By Ian Simpson
WASHINGTON (Reuters) - District of Columbia city council member Muriel Bowser swept to victory over scandal-tainted Mayor Vincent Gray in the U.S. capital's crowded Democratic Party primary early on Wednesday.
Winning the eight-candidate Democratic primary is seen as tantamount to taking the general election in a city that is heavily Democratic. Turnout was low, at 20 percent.
Gray conceded defeat around 12 a.m. EDT (0400 GMT) as election results showed Bowser ahead 44 percent to 33 percent, with 127 of 143 precincts reporting.
"God bless you, and let's go to work," Bowser, a city council member for the past seven years, told cheering supporters.
In the November election, Bowser will face David Catania, an openly gay independent member of the city council who is seen as the strongest challenger. Catania is a former Republican who has backed liberal causes since leaving the party in 2004.
Polls had shown Bowser, who helped manage Adrian Fenty's successful 2006 mayoral campaign, in a tight race with Gray, who presided over an economic boom and surging population in the U.S. capital.
Gray's re-election campaign was dogged by questions stemming from the financing of his 2010 primary victory over Fenty. Three of his former officials have pleaded guilty to federal campaign financing charges.
Gray, the former head of the city's Human Services Department, has denied any wrongdoing.
Bowser, 41, had worked for local government in suburban Montgomery County and was elected to the council in 2007. Her main legislative accomplishment has been creation of an ethics commission, and she was endorsed by the Washington Post.
Bowser had argued that Gray, 71, was distracted by the possibility of being indicted and it was time for a new start. She had raised $1.4 million to Gray's $1.2 million by March 24, the city's Office of Campaign Finance said.
Gray had seen his lead over Bowser vanish since Washington businessman Jeffrey Thompson, a former government contractor, pleaded guilty three weeks ago to violating campaign finance laws.
Federal prosecutors had accused Thompson of aiding Gray through a "shadow campaign" that funneled more than $660,000 through friends and relatives to Gray's 2010 election effort. Gray has denied anything illegal took place.

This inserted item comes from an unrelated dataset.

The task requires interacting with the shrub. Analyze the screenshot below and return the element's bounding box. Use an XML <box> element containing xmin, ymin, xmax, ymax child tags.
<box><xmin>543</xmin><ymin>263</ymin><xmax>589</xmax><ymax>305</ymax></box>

Thompson's plea bargain was the latest in a long line of District of Columbia scandals that include the 2008 conviction of a tax official for embezzling almost $50 million and Mayor Marion Barry's drug conviction in 1990.
In other races, District of Columbia Council Chairman Phil Mendelson had 81 percent of the vote to 18 percent for challenger Calvin Gurley. Five of 13 city council seats also were being contested.